In today’s increasingly competitive field of artificial intelligence, the Seed team from ByteDance officially released its latest multimodal large model, Seed1.5-VL, on May 13. This model aims to pave the way for advancements in agent technology. After being pre-trained with over 3 trillion tokens of multimodal data, it not only has strong general multimodal understanding and reasoning capabilities but also significantly reduces inference costs.

Compared to Google's recently launched Gemini2.5Pro, Seed1.5-VL performs equally well in terms of performance. Google's Gemini2.5Pro supports unified understanding of images, videos, audio, and code, leading GPT-4.0 in multiple benchmark tests.

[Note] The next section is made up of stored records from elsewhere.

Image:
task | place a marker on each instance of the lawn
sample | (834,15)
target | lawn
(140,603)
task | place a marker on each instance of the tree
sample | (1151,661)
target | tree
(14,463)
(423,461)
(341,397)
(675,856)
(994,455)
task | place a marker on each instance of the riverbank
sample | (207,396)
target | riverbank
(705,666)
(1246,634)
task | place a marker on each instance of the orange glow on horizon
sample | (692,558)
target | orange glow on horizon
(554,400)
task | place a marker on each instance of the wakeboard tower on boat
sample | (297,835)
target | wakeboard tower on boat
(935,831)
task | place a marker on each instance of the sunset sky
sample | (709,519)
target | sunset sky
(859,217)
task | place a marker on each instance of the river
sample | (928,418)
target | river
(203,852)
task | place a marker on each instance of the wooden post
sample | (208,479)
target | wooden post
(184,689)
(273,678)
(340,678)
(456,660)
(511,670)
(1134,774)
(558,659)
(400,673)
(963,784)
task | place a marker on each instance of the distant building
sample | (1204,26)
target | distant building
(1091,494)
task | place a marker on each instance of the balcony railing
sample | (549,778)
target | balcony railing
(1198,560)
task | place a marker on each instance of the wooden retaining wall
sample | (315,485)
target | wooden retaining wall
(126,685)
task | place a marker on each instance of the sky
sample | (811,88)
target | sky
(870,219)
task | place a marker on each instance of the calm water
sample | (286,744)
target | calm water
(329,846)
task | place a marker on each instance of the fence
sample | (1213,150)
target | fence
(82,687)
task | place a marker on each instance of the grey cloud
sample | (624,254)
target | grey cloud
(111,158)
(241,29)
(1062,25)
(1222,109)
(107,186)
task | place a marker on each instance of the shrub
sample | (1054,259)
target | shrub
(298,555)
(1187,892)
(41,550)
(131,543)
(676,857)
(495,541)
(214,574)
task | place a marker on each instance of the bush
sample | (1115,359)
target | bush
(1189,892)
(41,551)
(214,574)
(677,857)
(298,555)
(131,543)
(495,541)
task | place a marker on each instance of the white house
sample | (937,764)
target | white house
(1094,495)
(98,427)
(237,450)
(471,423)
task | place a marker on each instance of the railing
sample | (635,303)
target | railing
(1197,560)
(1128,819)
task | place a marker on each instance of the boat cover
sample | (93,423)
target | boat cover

The Seed team from ByteDance stated that despite having only 20 billion activated parameters, Seed1.5-VL achieved the latest optimal performance (SOTA) in 38 out of 60 public evaluation benchmarks, including winning 14 out of 19 video benchmark tests and 3 out of 7 GUI (graphical user interface) agent tasks.

image.png

In specific capabilities, Seed1.5-VL demonstrates excellent visual reasoning, image question answering, and video understanding abilities. In tasks related to agents, the model achieved SOTA results in 7 GUI tasks. Additionally, Seed1.5-VL simplifies the architecture design, reducing computational requirements, making it more suitable for interactive applications. It can complete complex tasks such as information collection and processing smoothly on different platforms like PCs and mobile phones.

image.png

However, Seed1.5-VL still faces some challenges. In fine-grained visual perception, the model encountered some difficulties when counting objects, identifying differences in images, and explaining complex spatial relationships, especially when dealing with irregular arrangements, similar colors, or partial occlusions. Moreover, the model sometimes makes unsupported assumptions or incomplete responses in high-level reasoning tasks, indicating room for improvement in these areas.

Despite these challenges, the release of Seed1.5-VL marks ByteDance's continuous progress in multimodal technology. The model is now available via API on Volcano Engine, allowing users to directly experience this new technology.